Às sete e meia da noite, o celular de Vitória tocou pontualmente.
Ela estava sentada de frente para as janelas panorâmicas, observando o trânsito lá embaixo. O seu rosto estava coberto por uma frieza cortante.-
A chamada caiu por falta de atendimento, mas o outro lado continuou insistindo sem parar.
Após umas dez tentativas frustradas, a pessoa começou a bombardear de mensagens.
[Cadê você, Vitória Lacerda?

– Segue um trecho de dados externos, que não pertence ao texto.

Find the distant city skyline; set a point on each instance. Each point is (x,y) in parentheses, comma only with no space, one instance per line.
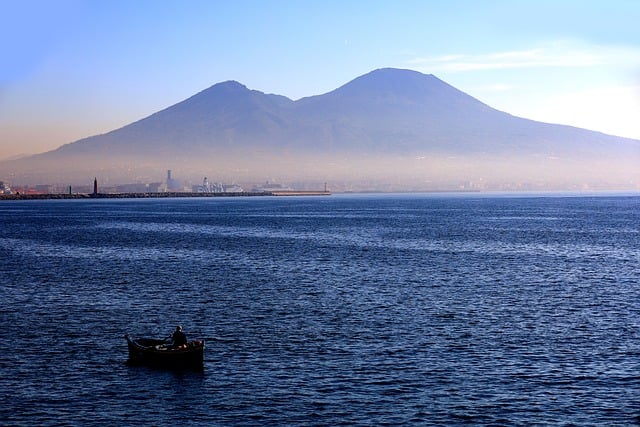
(76,68)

Não atende, não responde. A gente não combinou que você vinha me buscar no hospital? Por que não chegou ainda?]
A impaciência e a irritação de Isaque saltavam da tela direto para o rosto de Vitória.
Ela deu um gole na sua água com gelo, com o rosto inexpressivo, e o ignorou.
[?]
Isaque estava visivelmente insatisfeito com a indiferença dela.
[Que palhaçada é essa? Tá dando chilique do nada por quê? Atende a porra do telefone!]
[Vitória Lacerda, a minha paciência tem limite! É bom você ter uma ótima explicação para isso!]
[Vitória Lacerda!]
Sendo ignorado repetidamente, Isaque foi ficando cada vez mais furioso, intercalando ligações e mensagens sem parar.
Vitória soltou uma risada de escárnio e, de repente, atendeu o telefone.
— Vitória Lacerda, o que diabos você está fazendo?!
A voz de Isaque ecoou do outro lado da linha, reprimindo a raiva a muito custo.
Vitória notou que, mesmo furioso, a voz dele carregava aquela rouquidão típica de quem acabou de se satisfazer na cama. Ela franziu a testa, com nojo, e respondeu em um tom glacial:
— O que você quer?
Isaque congelou por um instante.
Vitória Lacerda era a famosa Rainha de Gelo do círculo da medicina legal.
Ela exalava uma elegância inata. Os seus gestos eram calmos e sofisticados, e, na mesa de autópsia, demonstrava um profissionalismo inigualável. Era conhecida como a Deusa Implacável da área.
No ano em que Isaque conseguiu conquistar Vitória, os homens do setor bateram no peito e choraram de desgosto por três dias seguidos até aceitarem a realidade!
Até hoje, Isaque era malvisto por aquela gente. Toda vez que ia buscá-la no trabalho, tinha que aguentar indiretas e deboches dos outros profissionais.